A Río Pico, Chubut, nel dipartimento Tehuelches, la comunità mapuche Amuinahuel ha ottenuto la proprietà collettiva di 3750 ettari che occupano dal 1895. Si tratta di un fatto nuovo, inedito fino ad ora: è il primo caso di restituzione di territori risolto da un’ordinanza municipale. Sono stati i consiglieri di quella località che hanno investigato e valutato gli antecedenti del caso, fino a decidere con votazione unanime di restituire la proprietà ai suoi padroni originari. Detto con le parole di Jorge Solís, Presidente del Consiglio, “abbiamo aggiudicato la terra alla storia”.

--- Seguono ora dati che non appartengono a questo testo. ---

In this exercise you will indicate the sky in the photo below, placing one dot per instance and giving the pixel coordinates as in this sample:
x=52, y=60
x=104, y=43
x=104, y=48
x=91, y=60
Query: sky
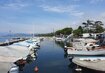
x=44, y=16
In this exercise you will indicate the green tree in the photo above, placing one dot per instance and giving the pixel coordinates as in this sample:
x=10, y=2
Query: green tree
x=78, y=32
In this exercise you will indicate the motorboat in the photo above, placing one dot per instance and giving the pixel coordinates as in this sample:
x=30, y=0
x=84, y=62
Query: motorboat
x=94, y=63
x=85, y=47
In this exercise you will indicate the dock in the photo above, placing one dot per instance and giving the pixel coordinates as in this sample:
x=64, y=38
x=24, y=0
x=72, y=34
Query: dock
x=98, y=65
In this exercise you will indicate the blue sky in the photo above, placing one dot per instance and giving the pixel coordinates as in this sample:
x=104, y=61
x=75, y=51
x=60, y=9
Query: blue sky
x=42, y=16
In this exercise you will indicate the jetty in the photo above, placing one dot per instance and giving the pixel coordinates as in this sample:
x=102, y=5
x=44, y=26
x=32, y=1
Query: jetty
x=97, y=64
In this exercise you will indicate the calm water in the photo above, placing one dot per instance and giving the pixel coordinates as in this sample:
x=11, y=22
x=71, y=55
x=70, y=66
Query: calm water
x=51, y=59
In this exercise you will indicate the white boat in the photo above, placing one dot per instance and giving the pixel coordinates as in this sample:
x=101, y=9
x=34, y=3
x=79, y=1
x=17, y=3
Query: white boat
x=95, y=63
x=85, y=47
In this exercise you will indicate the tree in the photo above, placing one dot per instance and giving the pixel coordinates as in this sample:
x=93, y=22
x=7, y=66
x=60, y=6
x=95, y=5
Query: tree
x=78, y=32
x=65, y=31
x=93, y=26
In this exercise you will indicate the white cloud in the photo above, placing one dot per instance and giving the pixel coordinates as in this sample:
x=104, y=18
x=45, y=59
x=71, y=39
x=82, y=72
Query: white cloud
x=71, y=9
x=14, y=4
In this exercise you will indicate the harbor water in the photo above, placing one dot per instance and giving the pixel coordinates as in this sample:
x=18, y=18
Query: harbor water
x=51, y=59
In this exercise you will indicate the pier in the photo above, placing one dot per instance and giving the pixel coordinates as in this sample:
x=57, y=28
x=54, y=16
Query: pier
x=98, y=65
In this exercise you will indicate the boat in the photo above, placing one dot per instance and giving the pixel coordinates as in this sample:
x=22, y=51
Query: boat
x=14, y=69
x=94, y=63
x=85, y=47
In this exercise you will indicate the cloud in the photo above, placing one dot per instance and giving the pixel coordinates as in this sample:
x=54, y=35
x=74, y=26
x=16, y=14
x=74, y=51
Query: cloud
x=14, y=4
x=71, y=9
x=95, y=1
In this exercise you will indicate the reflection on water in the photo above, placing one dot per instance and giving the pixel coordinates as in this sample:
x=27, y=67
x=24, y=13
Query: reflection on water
x=52, y=58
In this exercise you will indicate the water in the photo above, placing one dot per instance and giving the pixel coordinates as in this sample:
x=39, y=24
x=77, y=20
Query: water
x=51, y=59
x=2, y=39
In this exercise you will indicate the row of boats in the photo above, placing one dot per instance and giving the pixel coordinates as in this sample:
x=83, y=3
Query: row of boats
x=86, y=52
x=32, y=45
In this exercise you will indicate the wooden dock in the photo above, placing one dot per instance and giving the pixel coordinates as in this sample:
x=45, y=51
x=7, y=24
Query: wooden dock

L’iniziale occupazione di don Avelino Amuinahuel è passata negli anni da diverse istanze amministrative. Le terre furono date in locazione nel 1927 e aggiudicate per la vendita nel 1961. Più tardi l’aggiudicazione rimase senza effetto per “mancato pagamento”, e don Avelino diventò “gestore precario”. Comunque i suoi discendenti non hanno mai abbandonato l’occupazione del territorio, che nel 2007 fu dato dal Tribunale provinciale in mano al municipio di Río Pico affinché lo amministrasse come terreno demaniale.

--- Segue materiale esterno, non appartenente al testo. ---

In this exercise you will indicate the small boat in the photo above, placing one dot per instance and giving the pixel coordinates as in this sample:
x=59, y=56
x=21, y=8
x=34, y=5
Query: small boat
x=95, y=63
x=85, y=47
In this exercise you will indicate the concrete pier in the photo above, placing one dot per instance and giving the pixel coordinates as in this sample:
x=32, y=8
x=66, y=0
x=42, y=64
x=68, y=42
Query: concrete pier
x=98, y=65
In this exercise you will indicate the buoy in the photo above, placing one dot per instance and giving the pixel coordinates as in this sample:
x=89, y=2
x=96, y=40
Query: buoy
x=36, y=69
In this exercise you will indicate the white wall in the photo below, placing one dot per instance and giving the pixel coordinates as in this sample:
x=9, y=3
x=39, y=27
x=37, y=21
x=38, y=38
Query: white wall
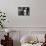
x=37, y=19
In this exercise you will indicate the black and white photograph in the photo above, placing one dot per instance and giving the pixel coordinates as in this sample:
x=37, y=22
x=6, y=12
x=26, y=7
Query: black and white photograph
x=23, y=11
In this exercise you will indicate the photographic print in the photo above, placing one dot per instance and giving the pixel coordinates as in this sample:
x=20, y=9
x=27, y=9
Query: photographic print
x=23, y=11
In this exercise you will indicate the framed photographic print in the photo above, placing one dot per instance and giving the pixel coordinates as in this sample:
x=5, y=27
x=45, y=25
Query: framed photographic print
x=23, y=11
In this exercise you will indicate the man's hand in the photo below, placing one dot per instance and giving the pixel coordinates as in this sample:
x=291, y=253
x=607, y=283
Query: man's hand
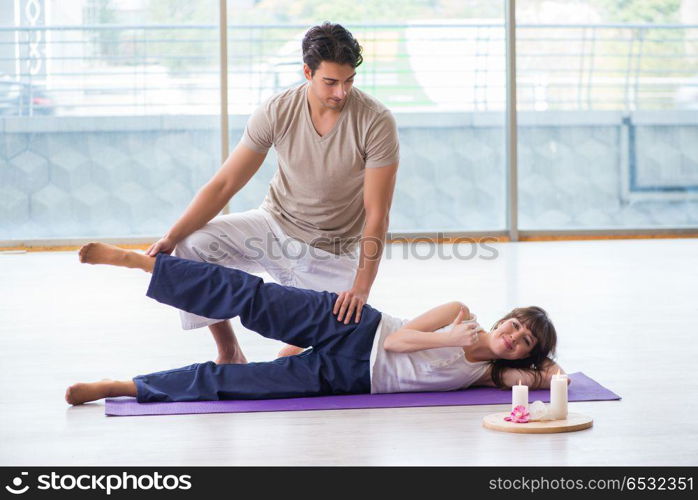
x=164, y=245
x=348, y=302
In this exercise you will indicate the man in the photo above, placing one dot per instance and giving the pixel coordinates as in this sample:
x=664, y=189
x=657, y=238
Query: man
x=338, y=152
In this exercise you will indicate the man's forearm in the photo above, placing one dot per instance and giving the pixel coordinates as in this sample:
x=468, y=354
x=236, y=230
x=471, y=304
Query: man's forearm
x=207, y=203
x=372, y=244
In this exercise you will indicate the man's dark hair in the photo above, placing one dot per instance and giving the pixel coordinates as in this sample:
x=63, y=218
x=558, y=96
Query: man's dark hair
x=332, y=43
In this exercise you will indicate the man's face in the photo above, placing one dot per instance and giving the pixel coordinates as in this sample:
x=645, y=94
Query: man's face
x=331, y=83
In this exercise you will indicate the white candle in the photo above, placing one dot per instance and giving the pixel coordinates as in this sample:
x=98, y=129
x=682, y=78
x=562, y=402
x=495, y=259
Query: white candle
x=558, y=396
x=519, y=396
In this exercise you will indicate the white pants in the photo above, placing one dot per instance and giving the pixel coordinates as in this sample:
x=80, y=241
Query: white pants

Infine, a fronte di un nuovo reclamo da parte di membri della comunità, i consiglieri hanno formato una commissione che si occupasse del tema. Secondo quanto spiegato da Jorge Solís a FM Kalewche, la commissione si è occupata di recuperare la documentazione, studiare gli antecedenti, chiedere consulenza legale e “approfondire il tema per giungere a una conclusione responsabile”.

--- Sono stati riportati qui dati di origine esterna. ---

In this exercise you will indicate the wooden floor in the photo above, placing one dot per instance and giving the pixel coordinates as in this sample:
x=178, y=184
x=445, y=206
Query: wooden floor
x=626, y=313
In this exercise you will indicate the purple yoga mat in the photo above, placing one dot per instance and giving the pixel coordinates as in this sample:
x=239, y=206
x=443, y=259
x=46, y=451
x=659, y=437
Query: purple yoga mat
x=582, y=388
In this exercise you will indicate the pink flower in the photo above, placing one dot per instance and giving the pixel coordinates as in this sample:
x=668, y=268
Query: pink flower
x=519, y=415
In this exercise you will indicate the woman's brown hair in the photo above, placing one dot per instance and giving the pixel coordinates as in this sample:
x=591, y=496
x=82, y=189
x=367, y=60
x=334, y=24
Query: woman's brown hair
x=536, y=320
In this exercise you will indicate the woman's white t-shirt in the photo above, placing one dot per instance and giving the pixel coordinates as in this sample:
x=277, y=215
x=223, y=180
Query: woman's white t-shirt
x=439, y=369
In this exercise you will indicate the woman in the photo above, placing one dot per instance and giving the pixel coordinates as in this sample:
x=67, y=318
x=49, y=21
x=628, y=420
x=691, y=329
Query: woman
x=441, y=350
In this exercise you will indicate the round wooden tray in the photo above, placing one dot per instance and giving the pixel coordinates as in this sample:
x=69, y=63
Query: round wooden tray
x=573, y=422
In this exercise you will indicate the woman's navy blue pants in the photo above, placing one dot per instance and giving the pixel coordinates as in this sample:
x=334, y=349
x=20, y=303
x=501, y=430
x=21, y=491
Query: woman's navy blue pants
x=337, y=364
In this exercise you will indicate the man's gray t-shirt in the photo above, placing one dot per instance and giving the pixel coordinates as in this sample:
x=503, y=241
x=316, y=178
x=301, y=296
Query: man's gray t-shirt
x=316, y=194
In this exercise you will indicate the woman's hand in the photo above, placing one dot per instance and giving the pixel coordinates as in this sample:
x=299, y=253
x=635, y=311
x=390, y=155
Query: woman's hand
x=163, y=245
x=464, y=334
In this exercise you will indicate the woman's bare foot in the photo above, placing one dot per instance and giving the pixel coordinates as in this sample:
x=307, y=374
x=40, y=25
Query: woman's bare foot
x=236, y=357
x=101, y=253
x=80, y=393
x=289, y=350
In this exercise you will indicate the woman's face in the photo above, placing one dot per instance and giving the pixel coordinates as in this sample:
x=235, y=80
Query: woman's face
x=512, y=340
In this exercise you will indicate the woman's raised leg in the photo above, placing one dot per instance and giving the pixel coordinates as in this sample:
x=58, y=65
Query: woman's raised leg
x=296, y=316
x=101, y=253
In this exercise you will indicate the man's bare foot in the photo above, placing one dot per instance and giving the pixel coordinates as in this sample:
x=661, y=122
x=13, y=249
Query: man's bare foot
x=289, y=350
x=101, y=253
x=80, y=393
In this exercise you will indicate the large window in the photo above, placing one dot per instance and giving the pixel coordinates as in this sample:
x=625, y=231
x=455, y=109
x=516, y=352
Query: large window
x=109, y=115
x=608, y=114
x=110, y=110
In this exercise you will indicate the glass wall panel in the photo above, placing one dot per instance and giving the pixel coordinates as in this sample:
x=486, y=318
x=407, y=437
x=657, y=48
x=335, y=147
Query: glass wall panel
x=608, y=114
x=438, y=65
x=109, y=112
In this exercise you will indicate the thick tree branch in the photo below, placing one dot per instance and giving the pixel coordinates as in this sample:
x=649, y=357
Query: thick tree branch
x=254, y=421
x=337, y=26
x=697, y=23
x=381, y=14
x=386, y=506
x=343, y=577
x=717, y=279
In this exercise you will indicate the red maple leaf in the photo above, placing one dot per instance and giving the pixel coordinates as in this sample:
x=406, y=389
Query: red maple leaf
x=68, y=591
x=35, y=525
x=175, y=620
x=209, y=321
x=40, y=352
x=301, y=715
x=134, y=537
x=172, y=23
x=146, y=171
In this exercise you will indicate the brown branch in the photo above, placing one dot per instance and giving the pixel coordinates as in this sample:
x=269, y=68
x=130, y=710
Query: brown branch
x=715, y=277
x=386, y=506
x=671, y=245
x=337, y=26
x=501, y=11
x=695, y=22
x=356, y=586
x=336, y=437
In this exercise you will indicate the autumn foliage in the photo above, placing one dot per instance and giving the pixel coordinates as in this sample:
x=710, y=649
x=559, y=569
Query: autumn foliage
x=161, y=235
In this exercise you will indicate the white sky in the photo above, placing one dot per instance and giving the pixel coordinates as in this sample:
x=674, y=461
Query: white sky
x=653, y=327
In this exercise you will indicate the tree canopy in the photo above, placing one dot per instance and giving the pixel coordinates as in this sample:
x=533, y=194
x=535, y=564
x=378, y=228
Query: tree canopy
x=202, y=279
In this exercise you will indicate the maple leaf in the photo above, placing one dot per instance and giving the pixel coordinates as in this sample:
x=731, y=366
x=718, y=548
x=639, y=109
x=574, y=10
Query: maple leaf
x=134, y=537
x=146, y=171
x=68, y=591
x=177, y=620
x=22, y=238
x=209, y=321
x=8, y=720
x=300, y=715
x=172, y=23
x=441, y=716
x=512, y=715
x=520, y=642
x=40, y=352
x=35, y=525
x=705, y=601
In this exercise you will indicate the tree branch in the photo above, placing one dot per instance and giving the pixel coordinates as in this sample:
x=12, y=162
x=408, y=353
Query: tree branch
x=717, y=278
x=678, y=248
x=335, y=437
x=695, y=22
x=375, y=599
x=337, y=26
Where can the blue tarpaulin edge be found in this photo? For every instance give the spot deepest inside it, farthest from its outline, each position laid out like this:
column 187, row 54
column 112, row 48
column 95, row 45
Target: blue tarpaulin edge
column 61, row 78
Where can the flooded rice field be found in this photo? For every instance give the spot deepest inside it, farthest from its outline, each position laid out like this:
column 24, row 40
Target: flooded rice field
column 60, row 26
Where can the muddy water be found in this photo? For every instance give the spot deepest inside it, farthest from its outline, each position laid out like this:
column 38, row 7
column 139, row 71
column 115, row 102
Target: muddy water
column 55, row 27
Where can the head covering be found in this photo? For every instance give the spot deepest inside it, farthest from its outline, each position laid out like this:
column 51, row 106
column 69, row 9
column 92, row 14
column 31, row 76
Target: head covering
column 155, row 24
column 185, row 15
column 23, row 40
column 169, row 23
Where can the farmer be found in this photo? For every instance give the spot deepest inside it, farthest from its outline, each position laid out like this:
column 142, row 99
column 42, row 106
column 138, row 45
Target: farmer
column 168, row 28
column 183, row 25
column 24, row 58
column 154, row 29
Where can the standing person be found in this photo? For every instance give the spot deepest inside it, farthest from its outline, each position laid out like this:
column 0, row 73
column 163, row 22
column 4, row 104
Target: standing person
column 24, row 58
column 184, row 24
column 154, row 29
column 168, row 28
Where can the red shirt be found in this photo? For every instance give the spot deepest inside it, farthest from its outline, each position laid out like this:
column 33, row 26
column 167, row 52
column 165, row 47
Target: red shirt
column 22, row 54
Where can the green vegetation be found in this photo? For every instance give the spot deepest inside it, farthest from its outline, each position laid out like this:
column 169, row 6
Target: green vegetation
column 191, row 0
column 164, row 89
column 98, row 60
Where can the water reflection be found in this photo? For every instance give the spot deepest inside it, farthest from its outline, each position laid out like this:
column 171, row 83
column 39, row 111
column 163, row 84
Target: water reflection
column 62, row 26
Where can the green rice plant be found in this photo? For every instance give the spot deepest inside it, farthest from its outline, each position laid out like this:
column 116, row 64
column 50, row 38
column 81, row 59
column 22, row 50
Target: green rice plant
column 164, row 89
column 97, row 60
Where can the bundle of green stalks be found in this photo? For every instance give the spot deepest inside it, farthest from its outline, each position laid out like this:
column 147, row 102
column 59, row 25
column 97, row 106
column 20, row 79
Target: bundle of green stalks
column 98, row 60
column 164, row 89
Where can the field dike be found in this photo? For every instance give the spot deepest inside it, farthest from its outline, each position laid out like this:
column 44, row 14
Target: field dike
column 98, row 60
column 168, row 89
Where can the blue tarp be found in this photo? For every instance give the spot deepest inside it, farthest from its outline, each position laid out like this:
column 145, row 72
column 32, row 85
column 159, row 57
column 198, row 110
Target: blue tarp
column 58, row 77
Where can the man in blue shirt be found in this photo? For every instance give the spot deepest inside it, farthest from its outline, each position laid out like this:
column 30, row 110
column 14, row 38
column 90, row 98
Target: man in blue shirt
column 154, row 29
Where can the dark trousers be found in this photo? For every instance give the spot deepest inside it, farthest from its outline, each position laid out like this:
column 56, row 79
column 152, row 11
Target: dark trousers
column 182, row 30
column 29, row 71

L’ordinanza emessa il 6 settembre scorso ha concluso il lungo processo dichiarando il territorio reclamato “Proprietà Comunitaria Indigena della Comunità Originaria Mapuche Amuinahuel”. I fondamenti dell’ordinanza mettono in chiaro non soltanto le disposizioni locali e provinciali, ma anche la legislazione nazionale e internazionale vigente sulla quale hanno appoggiato la decisione.
In un piccolo villaggio di Chubut, in Patagonia, un gruppo di consiglieri ha stabilito un valido precedente, sicuramente utile per altre comunità in altri punti del paese. Speriamo si possa trasformare in un effetto dimostrativo.